Russia deploys 170,000 for push in Donetsk: Zelenskiy

Ukrainian President Volodymyr Zelenskiy said Russia has deployed nearly 170,000 troops to Ukraine’s eastern Donetsk region, where they are trying to capture the fortress of Pokrovsk, in a major move to gain victory on the battlefield.
“The situation in Pokrovsk is difficult,” Zelenskiy said, while also rejecting Russia’s latest claims that the devastated city was surrounded after more than a year of fighting. He acknowledged that some Russian troops had infiltrated the city but insisted that Ukrainian defenders were weeding them out.
Speaking at a press conference in Kiev, Zelenskiy said, “There are Russians in Pokrovsk.”
“They are being destroyed, slowly being destroyed, because we need to protect our personnel.”
In previous sieges in the almost four years since Russia began its all-out invasion of its neighbor, Ukraine has withdrawn from some places to avoid losing troops. Ukrainian forces are hopelessly inadequate against Russia’s massive army.
Russian President Vladimir Putin recently claimed that Russian forces have made significant advances on the battlefield, but their progress has been slow and costly in terms of troops and armor.

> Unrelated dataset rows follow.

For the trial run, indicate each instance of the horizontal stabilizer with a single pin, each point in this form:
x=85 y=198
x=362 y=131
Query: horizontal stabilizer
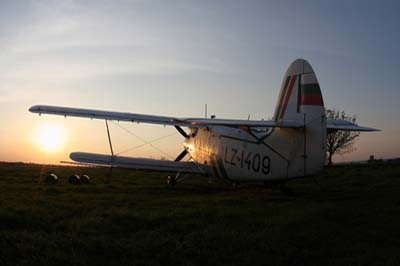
x=159 y=120
x=333 y=125
x=137 y=163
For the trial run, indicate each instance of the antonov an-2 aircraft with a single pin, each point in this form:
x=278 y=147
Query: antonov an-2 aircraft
x=291 y=145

Putin is trying to convince the USA, which wants him to sign a peace agreement, that Ukraine cannot survive against Russia’s military superiority. He also emphasized that Russia’s nuclear capabilities were increasing, while refusing to compromise on his country’s legitimate war aims.
Ukraine responds by striking targets inside Russia to disrupt military logistics and make Russian civilians feel the effects of war.
Since the beginning of the year, Ukraine has carried out more than 160 successful long-range attacks on Russian oil extraction and refining facilities, Vasyl Maliuk, head of the Ukrainian Security Service, told reporters at the briefing.
Maliuk said Ukraine carried out 20 attacks on Russian oil facilities in September and October alone.
He claimed that the strikes led to a 20 percent drop in oil products in Russia’s domestic market and temporarily halted the operation of 37 percent of Russia’s oil refining capacity. The allegations could not be independently verified.
“Frankly, we don’t rest on our laurels. There are a lot of new perspectives and new approaches in this work,” Maliuk said. he said.
“These include new equipment, new combat units and new communication methods and tools.”
He said that this year Ukraine had destroyed nearly half of Russia’s advanced Pantsir air defense systems, which stopped Ukrainian long-range unmanned aerial vehicles.
He also noted that last year Ukrainian forces struck a military base in Russia, destroying one of Russia’s advanced new hypersonic missiles that can fly 10 times faster than sound.
According to Maliuk, the Oreshnik missile, which was touted by Putin at the end of last year as a game-changing weapon that is impervious to air defense systems, was shot down at the Kapustin Yar military firing range near the Caspian Sea in southwestern Russia, about 500 km from the Ukrainian border.
Putin said a year ago that the missile was used in an attack on the central Ukrainian city of Dnipro, a few months after Maliuk said Ukraine had destroyed one.
Meanwhile, Russian drones crashed into apartment blocks in the northeastern city of Sumy overnight, injuring 11 people, including four children, and also hit the energy infrastructure of the southern Odessa region, authorities said on Friday.
The UN Humanitarian Coordinator in Ukraine, Matthias Schmale, said on Friday that the war is deadlier for civilians this year than in 2024, with a 30 percent increase in casualties so far.
At a briefing in Geneva, Schmale said Russia’s almost daily air strikes on Ukraine’s energy production and distribution facilities were particularly worrying as the winter was expected to be much colder than last year.
Ukrainian cities have centralized public infrastructures to run water, sewage and heating systems, and the UN fears that denying these services to people living in high-rise buildings in cities close to the frontline could “turn into a major crisis,” according to Schmale.
“The destruction of energy production and distribution capacity as winter begins clearly affects the civilian population and is a form of terrorism,” he said.